Wohin das Geld wirklich fließt
Nahezu alle Vorurteile gegenüber Armen und Arbeitslosen sind elendig falsch. Eine Studie des Instituts für Arbeitsmarkt- und Berufsforschung (IAB), die wissenschaftliche Einrichtung der Bundesagentur für Arbeit, weist im Jahr 2010 nach, dass Hartz-IV-Empfänger keineswegs faul sind. Im Gegenteil. Sie tragen eine hohe Arbeitsmotivation und eine hohe Konzessionsbereitschaft in sich. Im Jahr 2024 bestätigt das IAB die Ergebnisse und zeigt an, dass Bürgergeldbezieher für eine potenzielle Arbeitsstelle häufig bereit sind, Belastungen am Arbeitsplatz, Arbeit unter dem eigenen fachlichen Können, geringes Einkommen und lange Arbeitswege in Kauf zu nehmen.
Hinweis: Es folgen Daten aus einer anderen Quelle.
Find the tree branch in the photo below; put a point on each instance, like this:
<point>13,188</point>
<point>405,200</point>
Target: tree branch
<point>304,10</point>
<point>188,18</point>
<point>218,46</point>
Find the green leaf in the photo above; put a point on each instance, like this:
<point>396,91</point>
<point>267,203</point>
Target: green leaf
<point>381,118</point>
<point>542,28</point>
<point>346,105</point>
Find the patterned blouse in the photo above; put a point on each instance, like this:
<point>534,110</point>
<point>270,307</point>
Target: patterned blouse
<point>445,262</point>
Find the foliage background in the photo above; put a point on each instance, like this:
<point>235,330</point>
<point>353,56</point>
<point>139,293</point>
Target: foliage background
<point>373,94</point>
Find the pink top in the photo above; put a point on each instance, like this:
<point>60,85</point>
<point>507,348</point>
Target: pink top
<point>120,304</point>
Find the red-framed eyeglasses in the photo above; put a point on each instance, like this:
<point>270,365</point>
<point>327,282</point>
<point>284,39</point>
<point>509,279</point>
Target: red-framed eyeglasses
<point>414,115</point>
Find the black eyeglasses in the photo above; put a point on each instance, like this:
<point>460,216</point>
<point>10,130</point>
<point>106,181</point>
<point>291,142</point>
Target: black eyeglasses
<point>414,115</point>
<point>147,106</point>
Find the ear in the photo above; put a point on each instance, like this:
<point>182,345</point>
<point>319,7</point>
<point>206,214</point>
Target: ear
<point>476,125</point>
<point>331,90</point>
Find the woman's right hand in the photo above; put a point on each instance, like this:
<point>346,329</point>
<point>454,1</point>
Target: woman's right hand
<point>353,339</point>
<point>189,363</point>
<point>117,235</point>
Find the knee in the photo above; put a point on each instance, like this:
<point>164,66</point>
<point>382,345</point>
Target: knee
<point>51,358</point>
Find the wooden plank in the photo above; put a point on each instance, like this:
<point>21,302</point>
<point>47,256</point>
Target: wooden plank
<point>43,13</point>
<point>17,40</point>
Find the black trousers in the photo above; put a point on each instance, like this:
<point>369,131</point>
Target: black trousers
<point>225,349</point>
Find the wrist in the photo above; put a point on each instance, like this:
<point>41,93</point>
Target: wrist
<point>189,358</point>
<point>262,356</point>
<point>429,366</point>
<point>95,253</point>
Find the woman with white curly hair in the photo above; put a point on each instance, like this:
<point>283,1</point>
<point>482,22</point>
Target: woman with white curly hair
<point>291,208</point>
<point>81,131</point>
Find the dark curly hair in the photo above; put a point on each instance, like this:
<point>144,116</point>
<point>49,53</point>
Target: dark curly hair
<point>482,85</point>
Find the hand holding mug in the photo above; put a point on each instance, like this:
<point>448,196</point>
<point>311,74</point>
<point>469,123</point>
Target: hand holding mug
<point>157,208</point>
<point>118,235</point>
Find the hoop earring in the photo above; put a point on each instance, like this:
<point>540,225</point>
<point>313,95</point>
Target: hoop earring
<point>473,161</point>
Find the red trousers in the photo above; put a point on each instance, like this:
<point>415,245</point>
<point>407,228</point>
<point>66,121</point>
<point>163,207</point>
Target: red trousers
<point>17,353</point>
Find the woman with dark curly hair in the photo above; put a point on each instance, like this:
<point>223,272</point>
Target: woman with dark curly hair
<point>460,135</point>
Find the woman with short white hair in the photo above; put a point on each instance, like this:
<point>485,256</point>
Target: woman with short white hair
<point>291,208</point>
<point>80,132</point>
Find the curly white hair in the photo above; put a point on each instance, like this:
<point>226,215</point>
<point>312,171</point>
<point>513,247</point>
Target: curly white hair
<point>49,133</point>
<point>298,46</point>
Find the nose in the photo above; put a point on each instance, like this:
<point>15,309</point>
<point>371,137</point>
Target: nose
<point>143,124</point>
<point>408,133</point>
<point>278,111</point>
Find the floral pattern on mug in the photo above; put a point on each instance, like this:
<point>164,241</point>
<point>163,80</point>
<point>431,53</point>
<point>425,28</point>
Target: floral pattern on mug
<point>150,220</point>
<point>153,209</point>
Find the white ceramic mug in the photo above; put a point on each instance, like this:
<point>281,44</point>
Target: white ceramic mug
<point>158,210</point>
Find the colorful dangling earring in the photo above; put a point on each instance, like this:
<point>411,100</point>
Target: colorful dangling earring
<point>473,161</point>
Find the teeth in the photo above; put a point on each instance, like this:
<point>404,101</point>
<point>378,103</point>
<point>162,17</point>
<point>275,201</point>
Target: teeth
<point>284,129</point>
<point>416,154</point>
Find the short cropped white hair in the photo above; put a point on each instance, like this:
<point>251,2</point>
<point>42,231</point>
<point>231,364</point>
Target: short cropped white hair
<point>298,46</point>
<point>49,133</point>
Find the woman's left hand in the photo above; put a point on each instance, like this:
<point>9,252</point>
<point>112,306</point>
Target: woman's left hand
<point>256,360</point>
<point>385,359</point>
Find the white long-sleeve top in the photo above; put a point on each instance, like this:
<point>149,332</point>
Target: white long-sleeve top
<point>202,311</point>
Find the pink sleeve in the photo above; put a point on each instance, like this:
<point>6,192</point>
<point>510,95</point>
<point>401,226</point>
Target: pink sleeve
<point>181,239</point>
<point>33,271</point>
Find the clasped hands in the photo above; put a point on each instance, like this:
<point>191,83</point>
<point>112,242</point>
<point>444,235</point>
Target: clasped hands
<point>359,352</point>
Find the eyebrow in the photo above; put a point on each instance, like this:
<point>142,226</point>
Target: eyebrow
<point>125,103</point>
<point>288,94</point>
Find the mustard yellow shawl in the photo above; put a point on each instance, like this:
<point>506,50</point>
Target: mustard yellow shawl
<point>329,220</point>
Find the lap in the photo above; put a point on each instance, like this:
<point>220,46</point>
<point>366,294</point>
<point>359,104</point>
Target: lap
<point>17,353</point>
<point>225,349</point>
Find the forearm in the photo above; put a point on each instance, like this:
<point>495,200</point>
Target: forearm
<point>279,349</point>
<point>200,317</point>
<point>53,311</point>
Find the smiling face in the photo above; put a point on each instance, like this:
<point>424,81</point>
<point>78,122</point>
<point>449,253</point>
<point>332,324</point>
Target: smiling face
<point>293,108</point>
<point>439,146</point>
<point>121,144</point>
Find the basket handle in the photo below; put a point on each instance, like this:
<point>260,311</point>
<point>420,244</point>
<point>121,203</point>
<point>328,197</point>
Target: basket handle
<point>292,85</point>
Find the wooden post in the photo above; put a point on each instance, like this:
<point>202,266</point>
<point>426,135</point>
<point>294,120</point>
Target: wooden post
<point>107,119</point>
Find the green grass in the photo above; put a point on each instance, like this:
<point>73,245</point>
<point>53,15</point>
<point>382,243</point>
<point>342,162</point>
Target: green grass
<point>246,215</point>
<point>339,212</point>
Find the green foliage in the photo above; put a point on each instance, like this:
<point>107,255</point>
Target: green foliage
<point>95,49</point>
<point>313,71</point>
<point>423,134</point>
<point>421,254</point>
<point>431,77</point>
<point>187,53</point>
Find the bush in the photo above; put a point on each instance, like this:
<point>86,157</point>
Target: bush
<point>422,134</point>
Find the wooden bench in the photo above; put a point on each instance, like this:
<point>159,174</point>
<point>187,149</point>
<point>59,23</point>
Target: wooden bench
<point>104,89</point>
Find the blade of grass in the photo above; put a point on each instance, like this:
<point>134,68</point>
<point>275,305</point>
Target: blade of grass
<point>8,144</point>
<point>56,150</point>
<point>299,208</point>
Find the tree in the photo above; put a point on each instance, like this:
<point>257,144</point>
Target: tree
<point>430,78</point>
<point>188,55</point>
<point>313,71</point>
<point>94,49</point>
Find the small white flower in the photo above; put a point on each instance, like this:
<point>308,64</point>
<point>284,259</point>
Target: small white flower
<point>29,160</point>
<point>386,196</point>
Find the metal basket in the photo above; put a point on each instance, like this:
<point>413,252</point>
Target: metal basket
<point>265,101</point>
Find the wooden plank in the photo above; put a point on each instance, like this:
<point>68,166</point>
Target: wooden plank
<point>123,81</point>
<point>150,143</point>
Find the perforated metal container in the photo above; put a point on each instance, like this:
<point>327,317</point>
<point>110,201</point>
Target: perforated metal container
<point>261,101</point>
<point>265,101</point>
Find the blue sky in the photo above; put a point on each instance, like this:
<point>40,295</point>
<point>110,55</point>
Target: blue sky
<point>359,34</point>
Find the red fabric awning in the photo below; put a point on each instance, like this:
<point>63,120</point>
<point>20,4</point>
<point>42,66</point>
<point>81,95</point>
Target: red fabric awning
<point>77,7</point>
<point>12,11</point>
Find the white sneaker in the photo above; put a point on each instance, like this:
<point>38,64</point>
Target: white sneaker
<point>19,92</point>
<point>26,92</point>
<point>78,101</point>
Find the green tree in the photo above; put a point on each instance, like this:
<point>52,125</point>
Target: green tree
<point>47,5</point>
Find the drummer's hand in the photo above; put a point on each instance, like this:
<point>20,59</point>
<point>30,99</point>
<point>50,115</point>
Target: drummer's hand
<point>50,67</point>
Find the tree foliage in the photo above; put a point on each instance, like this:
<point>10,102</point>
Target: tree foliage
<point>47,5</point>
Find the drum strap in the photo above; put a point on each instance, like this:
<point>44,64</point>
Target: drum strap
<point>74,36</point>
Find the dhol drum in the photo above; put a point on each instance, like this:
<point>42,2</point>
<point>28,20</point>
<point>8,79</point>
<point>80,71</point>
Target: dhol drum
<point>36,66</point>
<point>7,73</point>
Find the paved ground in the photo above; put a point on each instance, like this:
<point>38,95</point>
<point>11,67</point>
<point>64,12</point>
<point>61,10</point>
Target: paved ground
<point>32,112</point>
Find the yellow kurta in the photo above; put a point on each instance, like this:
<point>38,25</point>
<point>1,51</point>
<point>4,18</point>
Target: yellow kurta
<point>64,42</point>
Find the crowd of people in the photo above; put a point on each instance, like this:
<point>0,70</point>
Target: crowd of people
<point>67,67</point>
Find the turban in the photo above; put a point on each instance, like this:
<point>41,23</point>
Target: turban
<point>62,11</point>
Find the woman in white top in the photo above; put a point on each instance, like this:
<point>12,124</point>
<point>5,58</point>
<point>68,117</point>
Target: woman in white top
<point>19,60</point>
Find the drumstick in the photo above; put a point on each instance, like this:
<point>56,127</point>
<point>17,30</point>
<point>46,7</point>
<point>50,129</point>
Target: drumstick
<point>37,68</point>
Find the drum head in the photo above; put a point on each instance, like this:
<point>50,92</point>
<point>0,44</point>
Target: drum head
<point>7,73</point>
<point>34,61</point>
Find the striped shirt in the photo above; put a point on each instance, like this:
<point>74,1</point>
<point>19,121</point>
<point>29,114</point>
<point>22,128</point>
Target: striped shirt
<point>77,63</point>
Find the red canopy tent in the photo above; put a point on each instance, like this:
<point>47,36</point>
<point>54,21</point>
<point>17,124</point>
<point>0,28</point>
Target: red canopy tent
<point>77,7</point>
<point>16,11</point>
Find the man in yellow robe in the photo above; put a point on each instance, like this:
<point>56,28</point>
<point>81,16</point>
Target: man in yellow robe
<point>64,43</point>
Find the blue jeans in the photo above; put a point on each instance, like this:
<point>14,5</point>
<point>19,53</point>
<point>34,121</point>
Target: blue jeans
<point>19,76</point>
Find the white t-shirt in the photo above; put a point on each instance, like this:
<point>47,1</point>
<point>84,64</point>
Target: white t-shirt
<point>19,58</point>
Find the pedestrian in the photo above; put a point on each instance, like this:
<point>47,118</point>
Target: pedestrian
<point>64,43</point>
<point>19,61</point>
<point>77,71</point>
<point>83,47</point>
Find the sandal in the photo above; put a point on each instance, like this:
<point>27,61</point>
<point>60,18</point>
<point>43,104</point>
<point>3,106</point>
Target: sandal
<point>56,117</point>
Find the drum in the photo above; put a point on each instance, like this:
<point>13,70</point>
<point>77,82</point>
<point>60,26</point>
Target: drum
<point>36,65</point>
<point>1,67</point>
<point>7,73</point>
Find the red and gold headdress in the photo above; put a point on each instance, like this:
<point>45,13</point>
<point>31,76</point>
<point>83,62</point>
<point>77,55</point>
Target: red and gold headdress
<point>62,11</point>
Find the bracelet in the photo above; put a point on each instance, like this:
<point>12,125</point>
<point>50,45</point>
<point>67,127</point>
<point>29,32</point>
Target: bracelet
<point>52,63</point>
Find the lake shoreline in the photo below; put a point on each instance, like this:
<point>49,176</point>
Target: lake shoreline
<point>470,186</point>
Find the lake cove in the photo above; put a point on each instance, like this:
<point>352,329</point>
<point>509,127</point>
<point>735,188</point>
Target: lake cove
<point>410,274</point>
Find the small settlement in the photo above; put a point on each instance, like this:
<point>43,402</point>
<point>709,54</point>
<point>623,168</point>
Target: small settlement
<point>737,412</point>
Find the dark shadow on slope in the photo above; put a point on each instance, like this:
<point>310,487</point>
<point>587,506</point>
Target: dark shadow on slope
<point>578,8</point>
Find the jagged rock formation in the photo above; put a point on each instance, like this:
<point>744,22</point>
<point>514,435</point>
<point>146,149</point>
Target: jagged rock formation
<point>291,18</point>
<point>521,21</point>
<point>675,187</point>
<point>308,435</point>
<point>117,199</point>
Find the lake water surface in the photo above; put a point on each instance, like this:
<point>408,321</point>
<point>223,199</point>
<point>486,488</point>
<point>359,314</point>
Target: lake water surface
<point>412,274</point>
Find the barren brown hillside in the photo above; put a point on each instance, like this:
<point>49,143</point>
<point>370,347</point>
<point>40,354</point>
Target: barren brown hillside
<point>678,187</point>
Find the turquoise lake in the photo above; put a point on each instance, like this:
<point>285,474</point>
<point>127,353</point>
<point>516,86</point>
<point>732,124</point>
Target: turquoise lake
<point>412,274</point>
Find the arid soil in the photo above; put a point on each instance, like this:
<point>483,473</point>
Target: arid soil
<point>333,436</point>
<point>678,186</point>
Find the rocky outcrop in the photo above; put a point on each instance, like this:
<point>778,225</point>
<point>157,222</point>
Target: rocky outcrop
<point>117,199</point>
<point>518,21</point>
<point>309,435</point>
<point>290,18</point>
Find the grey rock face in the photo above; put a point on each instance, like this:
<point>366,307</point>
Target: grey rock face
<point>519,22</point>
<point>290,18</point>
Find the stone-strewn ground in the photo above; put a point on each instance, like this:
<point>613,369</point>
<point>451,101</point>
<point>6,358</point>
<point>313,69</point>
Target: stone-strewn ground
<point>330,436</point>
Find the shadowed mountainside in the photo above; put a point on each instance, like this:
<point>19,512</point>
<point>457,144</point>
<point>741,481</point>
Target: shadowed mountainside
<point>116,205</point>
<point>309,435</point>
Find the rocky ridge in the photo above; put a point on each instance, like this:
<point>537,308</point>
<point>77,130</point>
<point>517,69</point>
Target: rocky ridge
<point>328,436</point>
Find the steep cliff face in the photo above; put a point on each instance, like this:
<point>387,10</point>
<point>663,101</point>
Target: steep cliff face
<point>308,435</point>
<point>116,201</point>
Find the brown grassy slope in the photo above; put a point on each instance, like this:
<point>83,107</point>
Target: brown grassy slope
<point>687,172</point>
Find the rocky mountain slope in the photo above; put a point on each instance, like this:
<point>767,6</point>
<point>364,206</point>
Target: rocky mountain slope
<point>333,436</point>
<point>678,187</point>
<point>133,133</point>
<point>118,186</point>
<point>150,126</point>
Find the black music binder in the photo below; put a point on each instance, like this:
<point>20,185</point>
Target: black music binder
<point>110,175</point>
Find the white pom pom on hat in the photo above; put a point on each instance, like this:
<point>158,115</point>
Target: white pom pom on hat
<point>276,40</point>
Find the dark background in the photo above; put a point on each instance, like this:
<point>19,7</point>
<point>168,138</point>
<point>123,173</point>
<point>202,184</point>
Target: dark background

Die Bertelsmann-Stiftung weist im Jahr 2018 nach, dass direkte Geldzahlungen an Familien den Kindern direkt zugutekommen. Eine Erhöhung des Kindergeldes um 100 Euro steigert die Wahrscheinlichkeit, dass das Kind eine Betreuung besucht, um fünf Prozentpunkte, den Besuch einer Sportstätte um acht Prozentpunkte, die musikalische Früherziehung um sieben Prozentpunkte. Eine US-amerikanische Studie aus dem Jahr 2024 kommt zu demselben Ergebnis. Mütter, die unbürokratisch mehr Geld erhalten, nutzten es, um Bücher, Spielzeug und Kleidung für ihre Kinder zu kaufen und an Mutter-Kind-Aktivitäten teilzunehmen.
Gegen Armut hilft Geld
Arme Menschen sind nicht arm, weil sie faul sind, sondern, weil ihnen Ressourcen, Infrastruktur und Möglichkeiten fehlen. Gegen Armut hilft, das mag nun manche überraschen, Geld. Gegen Ungerechtigkeit im Bildungssystem helfen Geld und eine bessere Ausbildung der Lehrkräfte. Gegen Arbeitslosigkeit helfen Geld und robuste staatliche Strukturen wie eine flächendeckende Kinderbetreuung. Gegen soziale Ausgrenzung hilft, Menschen in Armut als Menschen und nicht als Sozialschmarotzer darzustellen. Aber allein daran scheitern schon die meisten in Politik und Medienlandschaft.
Dass Mike Black sein Experiment als Obdachloser wegen Krankheit abbrechen muss, offenbart eine tiefe Wahrheit: Armut macht krank. Gegen Armut hilft nicht Druck, sondern Zuwendung und Hilfe. Zuletzt noch einmal die Forscherinnen vom IAB, der Bundesagentur für Arbeit: “Will man das in vielen Fällen hohe Ziel einer Erwerbsintegration – wie es das SGB II vorsieht – nicht aufgeben, legen die Befunde dieses Kurzberichts nahe, dass die Lösung für die ganz überwiegende Zahl der Betroffenen nicht in einer noch ‘härteren Gangart’ gegenüber den überwiegend motivierten Grundsicherungsempfängern bestehen kann.”
Nicht die Arbeitslosen sind faul und dumm, sondern eine Politik, die arme Menschen aus purem Kalkül als Fußabtreter benutzt.